E speriamo che l'ispirazione ritorni!
Stay tuned!

 
 

14. Un luogo sicuro
 
“Hey Granger”
“La lezione sta per iniziare Draco.”
“Veramente..”
“Perchè non ne possiamo parlare più tardi? Davvero.”
“Granger, ti sei presa anche il mio compito.” Le dissi alzando la voce, gli occhi di metà classe puntati sul nostro bisbigliare.
La McGrannit mi guardò speranzosa, mentre le strappavo la mia pergamena dalle mani e tornavo al mio posto.
Era distratta, stanca, sempre indaffarata. Ci vedevamo troppo poco, sempre con la paura di essere scoperti, sempre più stanchi.
I M.A.G.O. erano vicini, ma lontani. Eppure lei, aveva sempre un maledetto libro in mano. Quei pochi momenti passati insieme, erano un disastro. Pur di non parlarmi mi baciava.
Stavo iniziando a credere che si stesse pentendo di aver scelto proprio me.
Fortunatamente, avrei dovuto dire.
Ma ormai era inutile mentire a me stesso.
Starle accanto mi piaceva.
Mercoledì sera, dopo l'ennesima aula aperta senza successo, mi trovai davanti ad una scena che avrei preferito non vedere.
Due Grifondoro avvinghiati, Thomas e la Robbins per la precisione, nell'aula di Storia della Magia. Per poco non avevano scoperto Hermione.
Quella fu probabilmente la goccia che fece traboccare il vaso.
Non ne potevo più di quella situazione. Andare a zonzo per tutta la scuola cercando un posto tranquillo in cui stare. Hogwarts non possedeva un posto del genere, per due amanti clandestini come noi.
L'ennesima porta.
Quella giusta, finalmente.
“Grazie al cielo domani è giovedì” mi dissi entrando nell'aula di trasfigurazione, con lei appena un passo indietro.
Non volevo ammetterlo, ma era a pezzi e avrei dovuto invitarla ad andare a letto, a riposarsi. Ma io volevo stare con lei.
Si trascinò verso i banchi, si sedette.
Allungò le braccia verso di me, aprendo e chiudendo i pugni. Sembrava una bambina. Mi avvicinai e la strinsi.
“Sono a pezzi.” sussurrò con il viso nascosto con la massa disordinata di capelli castani.
Non potevo lasciarla andare. Ma non volevo che restasse in quelle condizioni. Le alzai il mento e la baciai.
Ma fu un bacio stanco.
“Che c'è?” mi chiese con gli occhi socchiusi, circondati da profonde occhiaie.
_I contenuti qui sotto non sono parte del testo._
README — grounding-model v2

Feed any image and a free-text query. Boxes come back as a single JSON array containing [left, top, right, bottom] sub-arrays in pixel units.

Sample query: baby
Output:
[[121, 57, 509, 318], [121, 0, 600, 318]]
“Sono stufo di questa storia delle aule da cercare, dovremmo trovare una soluzione. Stasera quella maledetta Grifondoro stava per scoprirci.” le risposi, nonostante quello fosse il problema minore.

“Troveremo una soluzione.” mi disse, avvicinandosi di nuovo, baciandomi ancora. Con forza maggiore, come se ci stesse davvero mettendo tutto quello che le restava.
Era sempre così.
“Troveremo, faremo..”
Avevamo fatto un passo avanti, o almeno, io l'avevo fatto. Avevo accettato di amarla. Stavo imparando a non pensare a dove ci avrebbe portato tutto questo.
Però.. In realtà non ci stavamo muovendo. Si davamo appuntamento nei posti più tristi e desolanti, cercavamo un anfratto del castello, ci davamo due baci, grandiosi, certo. Però.. Io da lei, pensai passandole una mano sul collo, mi aspettavo di più.
I miei pensieri furono interrotti da un suo sguardo. Mi stava supplicando.
“Sono stanco, ti va se andiamo a letto?” le chiesi. Fece un mezzo sorriso.
“Sei sicuro, Dra..” sbadigliò “Mi dispiace.”
La zittì con un altro bacio e me ne andai, lasciandola sola davanti a quella porta.
Non ero veramente stanco, passeggiai ancora un po' per la scuola. A quanto pare riprodursi era diventato uno sport più soddisfacente del Quiddich. Ovunque, delle coppiette cercavano di nascondersi, scappavano velocemente sentendo i miei passi.
Sembravano tutti svegli e pieni di energia.
Lei no.
Lei studiava. Lei faceva del suo meglio in tutto. Tranne che con me.
Quando stavamo insieme, nonostante mi bastasse sentire il suo profumo o la sua voce, lei non dava del suo meglio.
Lei era stanca. Era nervosa, era distratta ed imbronciata.
Andai in sala comune, desideroso di dormire per non pensare e trovai la porta della mia camera sigillata con la magia.
Imprecai.
Mi voltai verso il dormitorio femminile e mi diressi verso la porta di Astoria.
No.
Non potevo. Se lei l'avesse scoperto..
Imprecai di nuovo e mi sdraiai sul divano.


 
L'indomani, giovedì, cercai di vivere la giornata pensando continuamente alla prospettiva di una serata con Lei.
Quando entrammo nella stanza delle Necessità, i suoi gesti erano inequivocabili.
Mi stava dicendo che non era stanca, e che, per qualche motivo, aveva fretta di finire di creare la Bevanda della Pace.
Ci sedemmo sul divano, li dove era iniziato tutto, per aspettare che gli ingredienti si mischiassero. Si avvicinò a me un paio di volte, cercando di baciarmi. Ogni volta mi allontanavo.
Quella stanza era come la gabbia di uno zoo. Sentivo che qualche piano più in basso, Lumacorno sapesse e forse vedesse cosa stavamo facendo. Me lo immaginavo cercare in una scatola di latta il pezzo più grosso di ananas candito con le sue dita tozze, mentre ci studiava come delle bestie rare.
“Si può sapere che hai?” mi chiese mordendosi un labbro con stizza.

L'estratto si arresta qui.